In my mind, the sunflower may be the most iconic American plant. It’s a plant of summer, a plant of fall, a plant chewed on the ball field (and a healthier one than the other plant commonly chewed on the diamond, Nicotiana tabacum). My earliest gardening memories are of a sunflower; of planting a seed in a Dixie cup with my preschool class and watching it grow in my parent’s garden till it towered over my head. It was fitting that one of the first plants that I worked with at Rancho Santa Ana Botanic Garden (RSABG) was a sunflower.
|Flowers of Helianthus inexpectatus|
The Newhall Ranch Sunflower (Helianthus inexpectatus) wasn’t formally described until 2010, when David Keil and Mark Elvin published a description in Aliso, the scientific journal of RSABG. Before the description, there was some confusion about what this plant actually was. It was found at Newhall Ranch, an interesting and controversial piece of land just south of the grapevine along the I-5. When they were discovered, there was some confusion about the taxonomic identity of these plants. Based on pollen size, chromosome counts that differed from closely related species and other factors, the plants were described as an entirely new sunflower.
Since the seeds came from such an unusual plant, we used a very small sample to test their viability. 30 seeds were sown, 17 of which germinated. This gave us our baseline of viability for the collection, and the added bonus of 17 tiny plants. In some of our tests, the plants which are produced inevitably end up being discarded, often in a spectacular display of fungal attack, but with these unusual seeds we knew that we wanted to grow them on. The plants were grown in small two inch pots for several weeks and were tended to with care by our talented nursery staff. Once they were large enough, we transferred them to raised beds, where we could grow them to maturity.

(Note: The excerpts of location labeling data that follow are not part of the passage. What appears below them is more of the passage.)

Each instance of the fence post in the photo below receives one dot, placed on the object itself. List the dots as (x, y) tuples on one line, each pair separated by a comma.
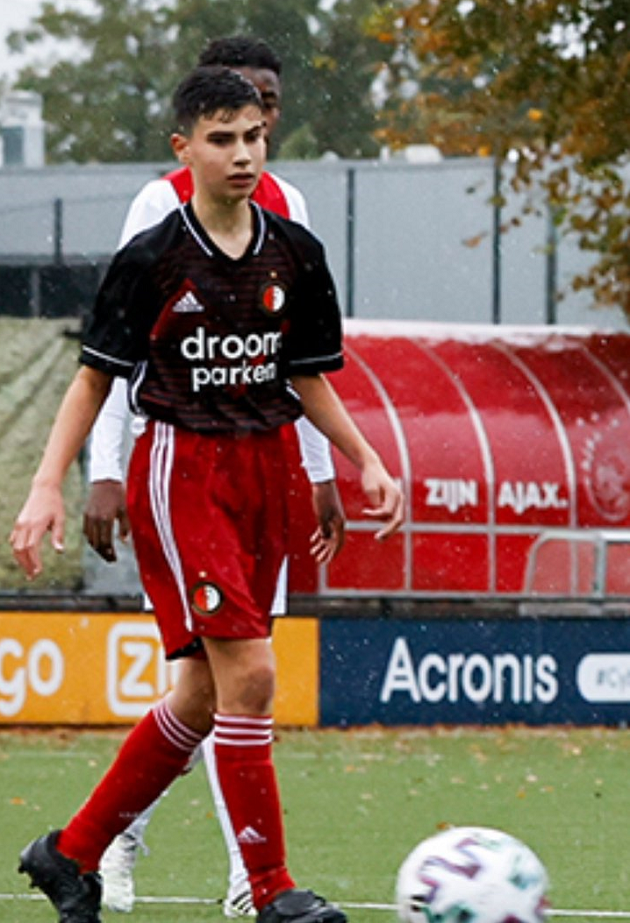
[(58, 231), (350, 238)]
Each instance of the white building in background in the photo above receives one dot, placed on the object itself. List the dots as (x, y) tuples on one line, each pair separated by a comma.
[(21, 129)]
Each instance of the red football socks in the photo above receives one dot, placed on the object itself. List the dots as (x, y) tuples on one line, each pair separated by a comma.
[(242, 748), (152, 756)]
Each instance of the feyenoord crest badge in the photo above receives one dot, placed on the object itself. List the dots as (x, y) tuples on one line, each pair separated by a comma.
[(272, 297), (206, 598)]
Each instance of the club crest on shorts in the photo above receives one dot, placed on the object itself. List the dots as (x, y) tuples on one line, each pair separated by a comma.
[(206, 598), (273, 298)]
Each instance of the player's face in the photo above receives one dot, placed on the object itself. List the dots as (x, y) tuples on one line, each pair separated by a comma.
[(267, 83), (226, 153)]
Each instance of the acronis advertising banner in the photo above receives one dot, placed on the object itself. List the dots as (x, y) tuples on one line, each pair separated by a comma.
[(532, 671)]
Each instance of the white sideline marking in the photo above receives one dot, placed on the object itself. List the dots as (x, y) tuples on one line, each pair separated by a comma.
[(364, 905)]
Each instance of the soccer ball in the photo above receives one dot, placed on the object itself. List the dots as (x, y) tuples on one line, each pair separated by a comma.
[(472, 875)]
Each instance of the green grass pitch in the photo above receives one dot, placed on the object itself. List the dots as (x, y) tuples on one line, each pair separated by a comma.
[(355, 803)]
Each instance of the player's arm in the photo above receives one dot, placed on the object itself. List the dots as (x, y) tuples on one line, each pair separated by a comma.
[(325, 410), (328, 538), (106, 502), (44, 510)]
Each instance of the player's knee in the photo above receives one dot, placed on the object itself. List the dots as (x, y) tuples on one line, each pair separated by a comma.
[(256, 690)]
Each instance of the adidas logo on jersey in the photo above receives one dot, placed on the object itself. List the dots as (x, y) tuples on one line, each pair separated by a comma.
[(188, 304), (249, 836)]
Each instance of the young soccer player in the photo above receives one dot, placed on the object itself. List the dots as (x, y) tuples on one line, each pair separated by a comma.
[(106, 504), (224, 318)]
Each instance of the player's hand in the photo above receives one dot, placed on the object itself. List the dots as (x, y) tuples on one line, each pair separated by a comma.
[(385, 497), (327, 540), (43, 512), (106, 504)]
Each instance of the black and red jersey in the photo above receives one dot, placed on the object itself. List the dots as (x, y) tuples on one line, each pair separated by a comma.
[(208, 341)]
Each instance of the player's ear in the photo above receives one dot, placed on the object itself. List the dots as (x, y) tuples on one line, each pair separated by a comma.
[(180, 146)]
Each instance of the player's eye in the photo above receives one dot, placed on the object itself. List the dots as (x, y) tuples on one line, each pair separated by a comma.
[(219, 140)]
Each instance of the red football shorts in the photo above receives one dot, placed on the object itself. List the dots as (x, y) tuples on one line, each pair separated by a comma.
[(209, 524)]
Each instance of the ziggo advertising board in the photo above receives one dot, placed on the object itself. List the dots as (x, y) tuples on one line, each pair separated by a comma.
[(99, 669)]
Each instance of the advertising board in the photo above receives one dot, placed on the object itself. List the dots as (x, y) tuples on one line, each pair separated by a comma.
[(494, 671)]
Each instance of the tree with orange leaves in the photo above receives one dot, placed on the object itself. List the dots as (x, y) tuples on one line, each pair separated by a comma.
[(543, 81)]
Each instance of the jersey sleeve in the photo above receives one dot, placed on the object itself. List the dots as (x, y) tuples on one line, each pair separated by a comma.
[(116, 334), (107, 436), (153, 203), (314, 452), (314, 337)]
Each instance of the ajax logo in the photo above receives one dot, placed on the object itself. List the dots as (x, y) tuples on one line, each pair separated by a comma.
[(137, 672)]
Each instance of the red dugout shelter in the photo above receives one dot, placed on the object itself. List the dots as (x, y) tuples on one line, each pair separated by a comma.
[(513, 446)]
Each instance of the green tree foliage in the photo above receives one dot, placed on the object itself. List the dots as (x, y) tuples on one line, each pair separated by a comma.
[(545, 81), (107, 95)]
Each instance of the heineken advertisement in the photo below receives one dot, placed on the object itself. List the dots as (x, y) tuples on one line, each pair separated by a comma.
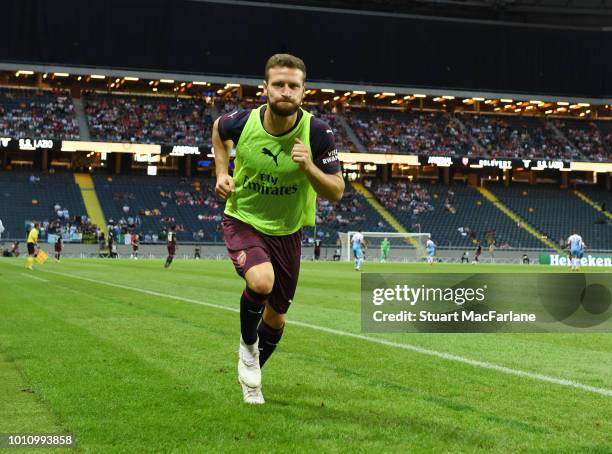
[(587, 260)]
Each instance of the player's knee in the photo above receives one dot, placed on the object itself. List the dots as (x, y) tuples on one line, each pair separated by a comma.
[(262, 285), (261, 281), (273, 318)]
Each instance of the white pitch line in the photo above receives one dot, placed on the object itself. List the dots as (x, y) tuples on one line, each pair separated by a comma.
[(374, 340), (34, 277)]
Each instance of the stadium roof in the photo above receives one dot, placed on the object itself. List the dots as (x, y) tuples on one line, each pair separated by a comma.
[(596, 14)]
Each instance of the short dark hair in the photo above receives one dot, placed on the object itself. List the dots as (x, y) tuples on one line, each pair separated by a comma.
[(284, 61)]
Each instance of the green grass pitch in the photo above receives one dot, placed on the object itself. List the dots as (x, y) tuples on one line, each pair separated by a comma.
[(124, 355)]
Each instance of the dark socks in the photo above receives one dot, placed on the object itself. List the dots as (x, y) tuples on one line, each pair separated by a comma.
[(251, 309), (268, 339)]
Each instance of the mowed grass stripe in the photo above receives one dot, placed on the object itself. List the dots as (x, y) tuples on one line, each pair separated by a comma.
[(414, 348)]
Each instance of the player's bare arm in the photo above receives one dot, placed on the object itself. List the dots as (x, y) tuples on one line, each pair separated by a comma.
[(330, 186), (225, 183)]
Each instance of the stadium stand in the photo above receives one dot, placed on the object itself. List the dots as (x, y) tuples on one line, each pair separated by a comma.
[(352, 212), (383, 131), (148, 119), (35, 197), (455, 216), (519, 137), (593, 139), (41, 114), (555, 212)]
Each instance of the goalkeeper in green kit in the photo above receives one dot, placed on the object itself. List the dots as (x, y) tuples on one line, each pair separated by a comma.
[(384, 250)]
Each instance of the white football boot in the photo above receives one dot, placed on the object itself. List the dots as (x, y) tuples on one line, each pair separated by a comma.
[(249, 372)]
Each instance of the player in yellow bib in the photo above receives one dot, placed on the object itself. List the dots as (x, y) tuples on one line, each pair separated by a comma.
[(32, 243), (284, 158)]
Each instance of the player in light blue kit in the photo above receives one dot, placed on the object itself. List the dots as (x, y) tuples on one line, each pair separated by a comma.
[(358, 248), (576, 247), (431, 250)]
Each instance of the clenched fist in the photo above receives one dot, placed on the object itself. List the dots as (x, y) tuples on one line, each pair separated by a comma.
[(225, 186)]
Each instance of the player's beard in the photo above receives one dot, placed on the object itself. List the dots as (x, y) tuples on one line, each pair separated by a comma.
[(288, 108)]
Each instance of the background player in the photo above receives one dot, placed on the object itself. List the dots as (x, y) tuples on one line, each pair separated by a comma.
[(284, 158), (359, 247), (171, 246), (59, 244), (431, 250), (32, 244), (384, 250), (576, 247)]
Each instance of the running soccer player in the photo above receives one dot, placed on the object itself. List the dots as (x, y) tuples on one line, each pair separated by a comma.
[(576, 247), (430, 246), (32, 243), (171, 243), (384, 250), (59, 244), (284, 158)]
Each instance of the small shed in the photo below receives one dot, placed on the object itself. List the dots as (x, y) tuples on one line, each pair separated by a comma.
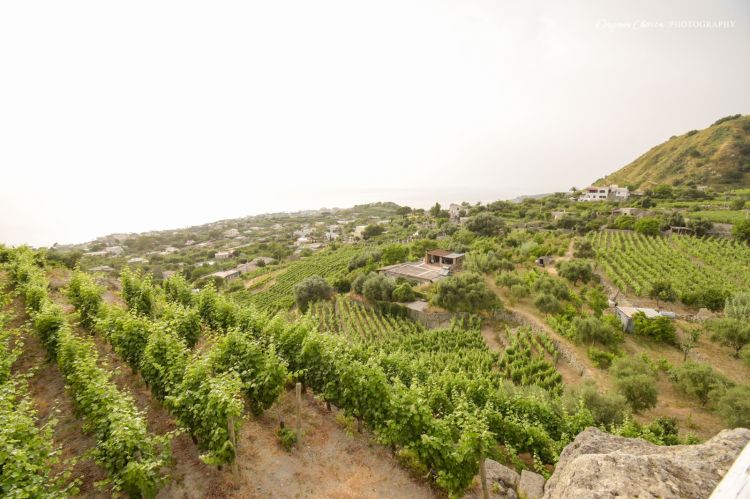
[(625, 314), (445, 257)]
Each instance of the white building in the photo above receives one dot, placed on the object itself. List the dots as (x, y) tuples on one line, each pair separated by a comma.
[(605, 193)]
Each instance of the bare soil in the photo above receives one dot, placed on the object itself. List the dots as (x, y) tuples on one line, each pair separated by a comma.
[(328, 461)]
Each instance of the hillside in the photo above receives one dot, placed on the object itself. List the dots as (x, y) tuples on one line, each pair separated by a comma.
[(718, 156)]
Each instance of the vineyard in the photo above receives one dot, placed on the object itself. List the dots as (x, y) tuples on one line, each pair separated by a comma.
[(280, 296), (358, 322), (634, 262)]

|Seeds of Helianthus inexpectatus|
Seed regeneration, also known as seed bulking, is the process of taking a small amount of seeds, growing plants from them, and collecting and storing the seed that those plants produce. The 17 plants that were produced during germination testing were used for this purpose. After a long summer of frequent watering and the occasional threat of insect attack, the plants flowered and began to set seed. We harvested seed over the course of approximately one month, collecting mature flower heads and storing them in a dry area in paper bags. Many of the seeds were found to be unfilled and non viable, but some were healthy and normal. Altogether we were able to harvest more than 2,500 viable and healthy seeds from the 30 seeds that we started with in our germination test. The seeds that we produced will be stored at the RSABG seed bank, and will be available to the botanical researchers and conservationists.
Susanna Bixby Bryant, the founder of RSABG, envisioned an organization that would “…replenish the depleted supply of some of the states rarest plants.” Many years after she wrote those words, it is an honor to be continuing this work, methodically collecting, storing, growing, and regenerating our states rarest plants.